We'll start by importing necessary libraries. We'll be explaining the usage of agglomerative clustering using scipy and scikit-learn both.

In [1]:
import numpy as np
import pandas as pd
import matplotlib.pyplot as plt

import scipy
from scipy.cluster import hierarchy

import sklearn

import sys

print("Python Version : ", sys.version)
print("Scikit-Learn Version : ", sklearn.__version__)
Python Version :  3.7.3 (default, Mar 27 2019, 22:11:17)
[GCC 7.3.0]
Scikit-Learn Version :  0.21.2

Load IRIS Data

We'll start by loading the famous IRIS dataset which has information about 3 different IRIS flower categories as features. It also holds information about the flower category. Scikit-Learn provides this dataset as part of its datasets module. We are taking only two features from the dataset for explanation purposes.

In [2]:
from sklearn import datasets

iris = datasets.load_iris()
X, Y = iris.data[:, [2,3]], iris.target

print("Dataset Features : ", iris.feature_names)
print("Dataset Target : ", iris.target_names)
print('Dataset Size : ', X.shape, Y.shape)
Dataset Features :  ['sepal length (cm)', 'sepal width (cm)', 'petal length (cm)', 'petal width (cm)']
Dataset Target :  ['setosa' 'versicolor' 'virginica']
Dataset Size :  (150, 2) (150,)

Below we are visualizing the iris dataset where the X-axis represents the 1st component (petal length) of the dataset and the Y-axis represents 2nd component (petal width). We have also color-encoded points according to flower type. We can notice that one type of flower is totally independent of the other two flowers. The flowers represented with color green and yellow overlap a bit.

In [ ]:
with plt.style.context("ggplot"):
    plt.scatter(X[:,0], X[:, 1], c=Y)
    plt.xlabel(iris.feature_names[2])
    plt.ylabel(iris.feature_names[3])
    plt.title("IRIS Dataset")

Scikit-Learn - Hierarchical Clustering

scipy.hierarchy

The hierarchy module of scipy provides us with linkage() method which accepts data as input and returns an array of size (n_samples-1, 4) as output which iteratively explains hierarchical creation of clusters.

The array of size (n_samples-1, 4) is explained as below with the meaning of each column of it.

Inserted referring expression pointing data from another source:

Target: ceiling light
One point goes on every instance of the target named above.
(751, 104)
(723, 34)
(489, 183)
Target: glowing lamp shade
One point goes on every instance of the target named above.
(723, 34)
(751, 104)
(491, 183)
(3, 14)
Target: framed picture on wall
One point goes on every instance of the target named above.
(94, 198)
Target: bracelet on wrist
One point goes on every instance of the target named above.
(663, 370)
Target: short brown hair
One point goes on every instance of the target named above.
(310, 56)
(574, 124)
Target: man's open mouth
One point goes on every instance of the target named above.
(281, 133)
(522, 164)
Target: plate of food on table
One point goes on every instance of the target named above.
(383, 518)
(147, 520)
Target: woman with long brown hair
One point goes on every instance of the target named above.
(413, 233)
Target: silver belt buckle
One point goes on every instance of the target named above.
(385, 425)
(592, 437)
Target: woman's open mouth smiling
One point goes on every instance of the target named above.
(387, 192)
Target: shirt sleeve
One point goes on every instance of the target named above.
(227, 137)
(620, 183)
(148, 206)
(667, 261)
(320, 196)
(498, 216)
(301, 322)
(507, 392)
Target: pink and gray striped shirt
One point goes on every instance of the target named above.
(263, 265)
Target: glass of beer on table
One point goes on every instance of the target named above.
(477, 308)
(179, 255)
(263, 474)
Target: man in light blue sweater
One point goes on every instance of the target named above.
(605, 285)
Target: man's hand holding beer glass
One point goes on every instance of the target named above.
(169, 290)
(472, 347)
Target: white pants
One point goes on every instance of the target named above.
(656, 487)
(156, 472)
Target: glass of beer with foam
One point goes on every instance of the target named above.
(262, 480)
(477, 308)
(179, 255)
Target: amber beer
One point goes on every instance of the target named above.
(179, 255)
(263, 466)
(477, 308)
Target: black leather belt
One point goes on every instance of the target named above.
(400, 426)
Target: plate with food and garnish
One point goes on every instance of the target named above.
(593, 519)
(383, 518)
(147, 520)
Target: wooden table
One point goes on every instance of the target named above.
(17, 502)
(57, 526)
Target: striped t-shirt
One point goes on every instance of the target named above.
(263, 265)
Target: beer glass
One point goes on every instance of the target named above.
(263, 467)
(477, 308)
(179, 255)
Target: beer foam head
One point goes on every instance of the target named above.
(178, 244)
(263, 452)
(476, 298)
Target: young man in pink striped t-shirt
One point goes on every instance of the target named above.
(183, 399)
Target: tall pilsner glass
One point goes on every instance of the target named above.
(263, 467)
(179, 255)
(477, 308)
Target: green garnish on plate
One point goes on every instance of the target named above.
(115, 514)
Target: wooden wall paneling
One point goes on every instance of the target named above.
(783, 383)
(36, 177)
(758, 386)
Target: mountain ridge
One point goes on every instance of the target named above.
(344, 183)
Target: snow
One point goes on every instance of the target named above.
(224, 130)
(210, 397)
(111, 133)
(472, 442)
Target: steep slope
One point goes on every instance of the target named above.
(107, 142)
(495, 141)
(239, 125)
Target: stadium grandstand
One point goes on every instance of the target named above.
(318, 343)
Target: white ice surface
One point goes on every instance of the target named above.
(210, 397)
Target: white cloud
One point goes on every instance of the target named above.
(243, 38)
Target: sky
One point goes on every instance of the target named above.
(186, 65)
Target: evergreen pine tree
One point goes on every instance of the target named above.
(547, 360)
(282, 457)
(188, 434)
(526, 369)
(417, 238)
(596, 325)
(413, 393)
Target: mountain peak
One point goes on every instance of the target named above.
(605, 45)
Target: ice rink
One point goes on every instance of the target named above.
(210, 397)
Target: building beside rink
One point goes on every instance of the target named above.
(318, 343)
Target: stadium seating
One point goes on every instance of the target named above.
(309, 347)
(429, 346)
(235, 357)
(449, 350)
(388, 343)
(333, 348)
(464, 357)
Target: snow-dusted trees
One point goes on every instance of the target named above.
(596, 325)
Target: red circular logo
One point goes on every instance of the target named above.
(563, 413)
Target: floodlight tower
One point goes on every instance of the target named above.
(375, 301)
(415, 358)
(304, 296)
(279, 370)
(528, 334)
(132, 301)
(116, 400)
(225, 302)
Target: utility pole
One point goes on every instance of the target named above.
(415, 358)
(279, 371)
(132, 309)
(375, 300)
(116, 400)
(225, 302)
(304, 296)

We'll be referring to it as an array Z of size (n_samples-1, 4).

  • 0th Column - The data in this column represents cluster number at iteration i which will be combined with another cluster.
  • 1st Column - The data in this column represents cluster number at iteration i which will be combined with another cluster.
  • 2nd Column - The data in this column represents distance between clusters specified in 0th and 1st column.
  • 3rd Column - The number of original observations in this newly formed cluster.

At ith-iteration of clustering algorithm, clusters Z[i,0] and Z[i, 1] are combined to form cluster n_samples+i. A cluster with index n_samples corresponds to a cluster with the original sample.

Important Parameters of linkage()

Below is a list of other important parameters of method linkage():

  • method: It accepts a string specifying linkage algorithm to use for clustering. Below is list of string arguments which it accepts.
    • complete
    • single
    • average
    • ward
    • centroid
    • weighted
    • median
  • metric: It accepts string specifying distance calculation between two points. It's set to euclidean by default.
  • optimal_ordering: Its a boolean parameter which if set to True will try to minimize the distance between successive leaves.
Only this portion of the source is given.